By David DeMoss
It’s no secret that hotels are a big target when it comes to cyberattacks — their database holds a plethora of guest information like phone numbers, credit card information, addresses, and passport numbers. A major issue that hotels are currently facing is in regard to their confirmation emails. Many hotel websites don’t require authentication to see booking details, meaning that anyone can access that information; about one-third of the pages have the booking number in the URL itself! In addition, these websites have advertisers and third-party analytics tools embedded on the page, who are also receiving the URL, making guests’ information even more vulnerable to attacks. To combat this issue, it’s recommended that hotels stop putting the booking information in the URL and start implementing more authentication measures on the confirmation pages. More details from Angela Lang, below.
When your hotel automatically emails you your booking information, there’s a good chance that you’re not the only person with access to those documents.
Symantec, a security company, found flaws on hundreds of hotel websites, which were leaking sensitive information like names, phone numbers, passport numbers and addresses in confirmation emails.
Candid Wueest, a threat researcher at Symantec, said he looked at more than 1,500 hotel websites in 54 countries and found the issues among two-thirds of them.
Hotels are a primary target for cyberattacks, as they hold treasure troves of data on guests during vacation season. They are frequently hacked, as cyberattacks on Sheraton, Westin, Starwood, Marriott and Wyndham hotels over the last few years show. Last November, Marriott disclosed that hackers had stolen records from up to 383 million guests in one of the largest personal data breaches in history.
Hotels have a hotbed of data, and their websites have been leaking out that information, Wueest said. One major issue stems from the URL that they send to guests in emails. About 850 hotel websites don’t require authentication to see those details, allowing anyone with the link to view your personal information. Nearly one-third of those pages have the booking number in the URL itself, Wueest found.
If the guest were the only person who could view that URL, it wouldn’t be much of an issue, but these websites have advertisers and third-party analytics tools embedded on the pages.

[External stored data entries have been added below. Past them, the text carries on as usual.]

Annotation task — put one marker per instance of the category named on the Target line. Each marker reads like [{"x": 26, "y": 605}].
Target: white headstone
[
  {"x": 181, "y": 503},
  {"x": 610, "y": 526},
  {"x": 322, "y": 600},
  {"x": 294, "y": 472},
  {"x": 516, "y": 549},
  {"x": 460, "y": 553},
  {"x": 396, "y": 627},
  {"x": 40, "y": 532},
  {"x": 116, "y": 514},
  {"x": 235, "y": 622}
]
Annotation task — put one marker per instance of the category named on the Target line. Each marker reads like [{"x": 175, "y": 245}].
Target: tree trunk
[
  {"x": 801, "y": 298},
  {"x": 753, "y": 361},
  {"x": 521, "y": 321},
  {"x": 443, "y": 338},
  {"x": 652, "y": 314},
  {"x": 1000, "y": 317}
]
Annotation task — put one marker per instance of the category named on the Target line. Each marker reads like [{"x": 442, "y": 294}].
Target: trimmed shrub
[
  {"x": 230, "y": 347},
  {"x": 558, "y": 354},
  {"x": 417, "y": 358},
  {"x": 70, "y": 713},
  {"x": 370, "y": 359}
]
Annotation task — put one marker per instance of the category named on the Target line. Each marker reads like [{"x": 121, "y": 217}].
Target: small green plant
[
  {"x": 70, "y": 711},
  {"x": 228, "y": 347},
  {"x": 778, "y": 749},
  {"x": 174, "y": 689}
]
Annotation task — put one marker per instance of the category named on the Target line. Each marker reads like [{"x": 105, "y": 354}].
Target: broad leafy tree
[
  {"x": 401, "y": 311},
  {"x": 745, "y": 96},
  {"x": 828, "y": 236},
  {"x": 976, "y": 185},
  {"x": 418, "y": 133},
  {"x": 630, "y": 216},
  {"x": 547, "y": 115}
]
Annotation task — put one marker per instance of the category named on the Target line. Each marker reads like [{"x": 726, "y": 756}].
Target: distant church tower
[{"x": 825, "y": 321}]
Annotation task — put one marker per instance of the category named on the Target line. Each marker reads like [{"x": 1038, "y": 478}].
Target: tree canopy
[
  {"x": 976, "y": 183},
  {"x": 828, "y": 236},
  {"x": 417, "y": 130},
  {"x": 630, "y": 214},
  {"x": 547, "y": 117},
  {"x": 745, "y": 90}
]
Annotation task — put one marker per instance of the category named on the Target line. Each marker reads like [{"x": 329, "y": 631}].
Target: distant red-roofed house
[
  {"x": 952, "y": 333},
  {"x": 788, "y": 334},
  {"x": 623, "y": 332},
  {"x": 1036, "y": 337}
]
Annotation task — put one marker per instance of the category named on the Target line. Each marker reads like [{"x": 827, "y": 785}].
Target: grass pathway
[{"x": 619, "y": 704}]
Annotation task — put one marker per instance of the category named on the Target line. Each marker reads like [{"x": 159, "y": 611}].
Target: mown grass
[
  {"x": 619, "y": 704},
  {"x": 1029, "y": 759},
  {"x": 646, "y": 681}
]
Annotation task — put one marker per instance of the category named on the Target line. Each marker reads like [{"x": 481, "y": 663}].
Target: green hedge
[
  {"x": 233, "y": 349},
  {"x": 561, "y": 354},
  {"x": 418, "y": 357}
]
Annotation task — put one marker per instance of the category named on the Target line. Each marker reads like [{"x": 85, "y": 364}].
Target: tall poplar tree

Those third parties get that URL too, and a potential attacker could gather that information for malicious purposes, researchers found. Wueest said he found a Google Analytics request for a hotel booking confirmation page contained a URL with the reservation number in plain sight.
All an attacker would have to do with that is enter the reservation number and find out all the sensitive information tied to it.
Several hotel websites were also found to be vulnerable to brute forcing — when an attacker guesses every possible combination for a reservation number. With computer advances, today a machine can guess every possible combination of an eight-character password in less than three hours. To prevent this, websites will usually limit the number of guesses someone can make.
With one hotel website, Wueest said he was able to brute force his way in and view every active reservation for the company.
He said he reached out to all the hotels with these security issues and one-fourth of them ignored his warnings for more than six weeks. Wueest recommended that hotels stop including booking information in the URL and start implementing authentication measures on confirmation pages.